Of course, being a bureaucrat, Harwood used rather more diplomatic - not to mention long-winded - language. What he actually said was that “40 per cent of the provision across the whole sector is just unacceptable in the terms of the quality of the learning and the provision which takes place”. Crap, to you and me.

And crap it turned out to be in more ways than one. As such stories do, this one ran and ran. When the dust settled, it was found that our boss of bosses was being more than a little creative with the English language. That 40 per cent described as “unacceptable” turned out to be provision deemed “satisfactory” by the inspectors of the old Further Education Funding Council.

It appeared that what Harwood was attempting to do was a muscle-flexing, chest-banging, me Tarzan type of exercise: “satisfactory” is not good enough for the tough nuts at the LSC. Only “absolutely flippin’ marvellous” will do for us.

This brings us neatly on to the second remarkable thing. Because two weeks after the broadcast, the ultimate FE quango responded in a very unusual manner. It wasn’t actually the LSC’s chief exec himself who spoke up this time but his colleague (some might say his boss) council chair Bryan Sanderson. “We’re sorry,” the boss of the boss of bosses said in an interview. “The words chosen weren’t very smart ... we ought to be more careful with our labelling.”

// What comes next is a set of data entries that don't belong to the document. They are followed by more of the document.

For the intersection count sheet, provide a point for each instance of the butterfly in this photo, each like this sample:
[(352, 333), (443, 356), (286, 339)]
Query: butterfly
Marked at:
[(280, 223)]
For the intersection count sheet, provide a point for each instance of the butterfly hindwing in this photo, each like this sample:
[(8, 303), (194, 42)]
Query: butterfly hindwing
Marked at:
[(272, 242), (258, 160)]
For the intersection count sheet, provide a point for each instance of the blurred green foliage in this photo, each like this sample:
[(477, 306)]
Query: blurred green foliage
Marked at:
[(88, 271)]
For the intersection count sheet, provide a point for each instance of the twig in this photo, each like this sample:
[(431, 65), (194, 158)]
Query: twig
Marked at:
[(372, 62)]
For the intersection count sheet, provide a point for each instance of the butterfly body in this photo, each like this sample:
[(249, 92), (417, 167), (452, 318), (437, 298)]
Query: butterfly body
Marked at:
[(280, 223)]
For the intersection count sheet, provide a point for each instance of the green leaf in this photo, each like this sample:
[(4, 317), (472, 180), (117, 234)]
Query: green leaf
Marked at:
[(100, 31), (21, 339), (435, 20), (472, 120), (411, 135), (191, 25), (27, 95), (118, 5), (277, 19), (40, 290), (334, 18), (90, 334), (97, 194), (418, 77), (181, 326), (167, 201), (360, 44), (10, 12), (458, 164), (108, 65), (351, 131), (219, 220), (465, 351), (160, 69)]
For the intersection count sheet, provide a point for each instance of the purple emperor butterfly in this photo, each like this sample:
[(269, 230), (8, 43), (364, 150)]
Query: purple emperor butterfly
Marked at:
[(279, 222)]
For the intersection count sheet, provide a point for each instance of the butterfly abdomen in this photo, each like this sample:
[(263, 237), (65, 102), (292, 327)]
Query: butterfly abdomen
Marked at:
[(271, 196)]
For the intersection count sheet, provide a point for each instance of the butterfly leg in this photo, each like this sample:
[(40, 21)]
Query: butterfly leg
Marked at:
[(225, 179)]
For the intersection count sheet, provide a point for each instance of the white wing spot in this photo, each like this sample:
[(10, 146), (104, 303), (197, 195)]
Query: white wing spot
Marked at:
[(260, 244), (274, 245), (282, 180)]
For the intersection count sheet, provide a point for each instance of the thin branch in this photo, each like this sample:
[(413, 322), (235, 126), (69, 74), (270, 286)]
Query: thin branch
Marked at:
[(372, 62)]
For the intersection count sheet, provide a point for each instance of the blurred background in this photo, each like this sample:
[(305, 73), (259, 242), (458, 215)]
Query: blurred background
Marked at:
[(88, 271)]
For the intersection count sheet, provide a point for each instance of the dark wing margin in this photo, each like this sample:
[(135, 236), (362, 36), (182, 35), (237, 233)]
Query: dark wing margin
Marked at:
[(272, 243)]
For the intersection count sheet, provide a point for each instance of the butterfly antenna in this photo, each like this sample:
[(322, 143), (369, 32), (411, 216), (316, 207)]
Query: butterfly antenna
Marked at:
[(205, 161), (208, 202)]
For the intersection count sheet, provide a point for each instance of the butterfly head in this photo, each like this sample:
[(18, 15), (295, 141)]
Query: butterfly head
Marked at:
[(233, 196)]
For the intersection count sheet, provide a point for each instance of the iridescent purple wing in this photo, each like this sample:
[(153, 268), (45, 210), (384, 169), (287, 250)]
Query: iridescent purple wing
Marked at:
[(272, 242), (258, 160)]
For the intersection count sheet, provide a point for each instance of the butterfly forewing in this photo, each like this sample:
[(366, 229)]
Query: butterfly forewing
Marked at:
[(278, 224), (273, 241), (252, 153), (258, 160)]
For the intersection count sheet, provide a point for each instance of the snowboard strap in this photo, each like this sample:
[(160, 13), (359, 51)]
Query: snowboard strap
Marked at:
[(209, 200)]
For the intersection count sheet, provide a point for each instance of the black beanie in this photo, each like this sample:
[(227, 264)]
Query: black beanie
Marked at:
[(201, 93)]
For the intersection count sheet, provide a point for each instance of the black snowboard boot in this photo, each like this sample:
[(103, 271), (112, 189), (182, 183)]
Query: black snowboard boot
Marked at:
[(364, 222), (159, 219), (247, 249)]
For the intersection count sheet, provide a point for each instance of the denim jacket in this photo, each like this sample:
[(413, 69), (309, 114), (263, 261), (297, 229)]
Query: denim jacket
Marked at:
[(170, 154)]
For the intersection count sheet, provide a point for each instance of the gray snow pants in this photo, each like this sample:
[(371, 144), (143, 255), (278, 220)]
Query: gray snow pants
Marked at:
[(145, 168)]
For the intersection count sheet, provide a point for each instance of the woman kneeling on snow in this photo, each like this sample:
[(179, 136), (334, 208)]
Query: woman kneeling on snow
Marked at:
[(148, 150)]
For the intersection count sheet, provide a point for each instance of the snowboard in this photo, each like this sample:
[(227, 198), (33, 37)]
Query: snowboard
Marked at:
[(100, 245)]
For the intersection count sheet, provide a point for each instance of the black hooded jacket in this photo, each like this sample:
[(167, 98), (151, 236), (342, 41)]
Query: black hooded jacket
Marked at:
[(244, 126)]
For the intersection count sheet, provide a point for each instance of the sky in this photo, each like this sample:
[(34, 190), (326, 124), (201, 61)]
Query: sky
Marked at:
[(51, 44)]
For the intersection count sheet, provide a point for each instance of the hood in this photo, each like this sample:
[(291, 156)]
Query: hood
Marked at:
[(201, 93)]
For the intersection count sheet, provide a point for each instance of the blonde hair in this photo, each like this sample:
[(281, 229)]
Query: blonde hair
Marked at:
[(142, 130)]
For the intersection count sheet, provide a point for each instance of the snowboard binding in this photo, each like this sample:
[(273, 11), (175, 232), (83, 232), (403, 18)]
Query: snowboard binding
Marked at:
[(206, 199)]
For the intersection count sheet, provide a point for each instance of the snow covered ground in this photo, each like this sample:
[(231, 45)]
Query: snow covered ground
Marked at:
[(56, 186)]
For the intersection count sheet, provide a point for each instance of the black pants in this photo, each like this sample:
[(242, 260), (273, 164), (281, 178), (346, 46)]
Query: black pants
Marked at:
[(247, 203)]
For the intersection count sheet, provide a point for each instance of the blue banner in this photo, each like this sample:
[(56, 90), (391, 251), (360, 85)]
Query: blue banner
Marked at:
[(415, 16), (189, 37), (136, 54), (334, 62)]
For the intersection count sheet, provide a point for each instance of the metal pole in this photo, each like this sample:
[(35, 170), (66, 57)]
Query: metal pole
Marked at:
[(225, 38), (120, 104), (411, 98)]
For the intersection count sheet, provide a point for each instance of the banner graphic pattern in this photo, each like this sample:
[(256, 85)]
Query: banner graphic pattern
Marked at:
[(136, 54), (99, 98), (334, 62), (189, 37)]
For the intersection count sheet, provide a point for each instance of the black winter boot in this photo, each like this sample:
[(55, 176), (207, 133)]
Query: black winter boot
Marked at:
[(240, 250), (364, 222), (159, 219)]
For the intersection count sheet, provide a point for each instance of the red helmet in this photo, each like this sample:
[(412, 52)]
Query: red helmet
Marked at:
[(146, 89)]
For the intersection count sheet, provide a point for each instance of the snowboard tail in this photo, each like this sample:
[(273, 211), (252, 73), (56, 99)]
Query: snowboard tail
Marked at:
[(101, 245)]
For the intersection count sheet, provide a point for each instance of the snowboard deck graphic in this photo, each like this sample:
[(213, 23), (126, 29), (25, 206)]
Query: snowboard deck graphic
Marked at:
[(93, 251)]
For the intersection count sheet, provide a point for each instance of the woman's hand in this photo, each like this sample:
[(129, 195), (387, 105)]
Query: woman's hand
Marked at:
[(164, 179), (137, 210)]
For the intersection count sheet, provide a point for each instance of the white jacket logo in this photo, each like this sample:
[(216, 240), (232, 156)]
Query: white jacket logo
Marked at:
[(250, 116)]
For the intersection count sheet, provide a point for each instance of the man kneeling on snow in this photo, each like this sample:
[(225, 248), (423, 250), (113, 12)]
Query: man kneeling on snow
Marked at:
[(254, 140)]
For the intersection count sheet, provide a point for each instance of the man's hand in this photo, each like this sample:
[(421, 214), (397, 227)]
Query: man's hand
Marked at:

So now you see what I mean about odd. Doesn’t Bryan Sanderson know that nobody in the upper echelons of education ever apologises for anything? Particularly for rubbishing the workforce. When challenged, the trick is to bounce back with an even more damning indictment - perhaps reminding us that while 40 per cent of courses might be unacceptable, at least half of that number are little better than diabolical. Teachers are all masochists at heart - why else would they choose to do the job in the first place? They need regular bouts of ritual humiliation to keep them up to scratch, not whining apologies. That only serves to encourage their bad old ways.

Can you imagine former chief inspector Chris Woodhead ever begging forgiveness? Or the last education secretary David Blunkett eating humble pie? Or Margaret Thatcher stopping to pat little children’s heads rather than snatching the milk out of their hands?

So please, no more of these strange happenings from the Nigels at the BBC or the big cheeses at the LSC. We’re not used to this kindness kick. At least you know where you are with a bucket full of the brown stuff.